Già, castrum romano. Il declino della colonia si deve all’avanzata dei Romani (III secolo a. C.). La colonia perde la propria autonomia e il proprio prestigio, si riduce al solo porto nella foce del Basento e l’agorà viene occupata da sepolture. Soprattutto questa destinazione d’uso fa capire come siano stati tagliati i rapporti culturali col periodo precedente. Più tardi quando ormai la città è decaduta viene saccheggiata anche da Spartaco.

Più distanti da questa area sono invece i resti più noti, le Tavole Palatine. Il tempio, dedicato ad Hera, delimitava i confini della colonia. Splendide da visitare verso il tramonto. Hera era appunto nel mondo greco la dea protrettrice dei confini. I resti del tempio sorgono lungo la Strada Statale 106 che attualmente collega Taranto a Reggio Calabria e che ripropone un antico tracciato posto al limite del territorio.
Le tavole Palatine sono localizzate nel sito chiamato chora che corrisponde alla campagna che si estendeva intorno alla colonia greca e che era stato diviso in trentanove limites ciascuna affidata ad un colono.
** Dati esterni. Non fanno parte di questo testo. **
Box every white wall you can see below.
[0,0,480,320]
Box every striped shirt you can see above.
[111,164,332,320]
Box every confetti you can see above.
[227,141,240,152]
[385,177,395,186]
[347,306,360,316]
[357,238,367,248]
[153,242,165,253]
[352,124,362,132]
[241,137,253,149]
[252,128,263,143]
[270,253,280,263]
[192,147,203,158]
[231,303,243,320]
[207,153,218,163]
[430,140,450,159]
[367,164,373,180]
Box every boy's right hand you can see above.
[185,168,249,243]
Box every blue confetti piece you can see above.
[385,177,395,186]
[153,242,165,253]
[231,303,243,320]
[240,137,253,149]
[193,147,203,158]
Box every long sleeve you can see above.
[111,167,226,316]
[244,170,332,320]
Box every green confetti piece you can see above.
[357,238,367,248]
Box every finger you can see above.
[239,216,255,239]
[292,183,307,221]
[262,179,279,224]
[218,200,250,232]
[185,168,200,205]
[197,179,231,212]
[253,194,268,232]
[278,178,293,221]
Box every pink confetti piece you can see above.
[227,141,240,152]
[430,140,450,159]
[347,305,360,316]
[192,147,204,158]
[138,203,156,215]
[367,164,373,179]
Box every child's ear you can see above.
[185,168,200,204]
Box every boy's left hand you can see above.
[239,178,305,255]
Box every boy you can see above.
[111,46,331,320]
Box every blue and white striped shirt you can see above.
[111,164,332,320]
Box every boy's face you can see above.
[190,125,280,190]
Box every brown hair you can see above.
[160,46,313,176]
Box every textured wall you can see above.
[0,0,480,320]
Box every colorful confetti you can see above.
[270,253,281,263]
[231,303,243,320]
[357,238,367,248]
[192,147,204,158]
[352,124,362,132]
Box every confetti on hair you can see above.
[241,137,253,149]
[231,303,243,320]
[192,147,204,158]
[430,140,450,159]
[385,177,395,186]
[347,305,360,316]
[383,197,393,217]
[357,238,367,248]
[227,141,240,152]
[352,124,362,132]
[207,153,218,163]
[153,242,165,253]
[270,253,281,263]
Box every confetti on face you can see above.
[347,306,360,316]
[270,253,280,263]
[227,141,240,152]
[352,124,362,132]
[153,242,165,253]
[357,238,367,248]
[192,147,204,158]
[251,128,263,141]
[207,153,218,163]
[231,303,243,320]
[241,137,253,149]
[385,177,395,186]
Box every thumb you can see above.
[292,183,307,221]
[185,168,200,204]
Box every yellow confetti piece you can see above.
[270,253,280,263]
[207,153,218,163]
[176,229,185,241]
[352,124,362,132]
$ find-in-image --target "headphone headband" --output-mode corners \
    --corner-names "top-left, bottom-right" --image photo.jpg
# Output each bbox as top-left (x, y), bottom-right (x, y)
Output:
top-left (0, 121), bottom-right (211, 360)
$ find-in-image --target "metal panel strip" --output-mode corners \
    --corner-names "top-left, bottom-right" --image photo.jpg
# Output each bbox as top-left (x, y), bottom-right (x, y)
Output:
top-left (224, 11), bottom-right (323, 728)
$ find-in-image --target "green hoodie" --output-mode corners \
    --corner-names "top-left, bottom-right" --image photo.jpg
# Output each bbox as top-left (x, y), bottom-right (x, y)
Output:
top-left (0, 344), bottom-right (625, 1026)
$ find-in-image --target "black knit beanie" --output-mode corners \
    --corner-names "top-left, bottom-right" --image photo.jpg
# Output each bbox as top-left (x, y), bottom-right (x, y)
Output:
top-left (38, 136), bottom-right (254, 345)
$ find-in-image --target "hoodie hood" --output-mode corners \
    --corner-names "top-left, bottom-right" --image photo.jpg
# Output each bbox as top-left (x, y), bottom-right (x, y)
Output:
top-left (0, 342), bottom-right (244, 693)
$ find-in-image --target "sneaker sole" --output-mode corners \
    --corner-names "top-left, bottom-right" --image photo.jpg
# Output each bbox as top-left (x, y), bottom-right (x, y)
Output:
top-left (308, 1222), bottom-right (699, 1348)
Altra nota storica che fa capire l’importanza che ebbe Metaponto nella Magna Grecia. In questa colonia si rifugia Pitagora. Nel 530 a.C. è costretto ad abbandonare la natia Samo per sfuggire alla tirannide di Policrate e dapprima vive a Crotone per poi traferirsi a Metaponto dove fonda una scuola famosa. La sua scuola sopravvive per oltre due secoli alla sua morte. I cittadini alla sua morte trasformano la sua casa nel tempio di Cerere per dimostrare la venerazione verso quest’uomo noto non solo come matematico ma anche come astronomo, filosofo … Tra le altre cose è alla sua scuola che si deve l’intuizione della sfericità della Terra e del suo moto di rivoluzione.

Metaponto è attualmente la frazione di Bernalda.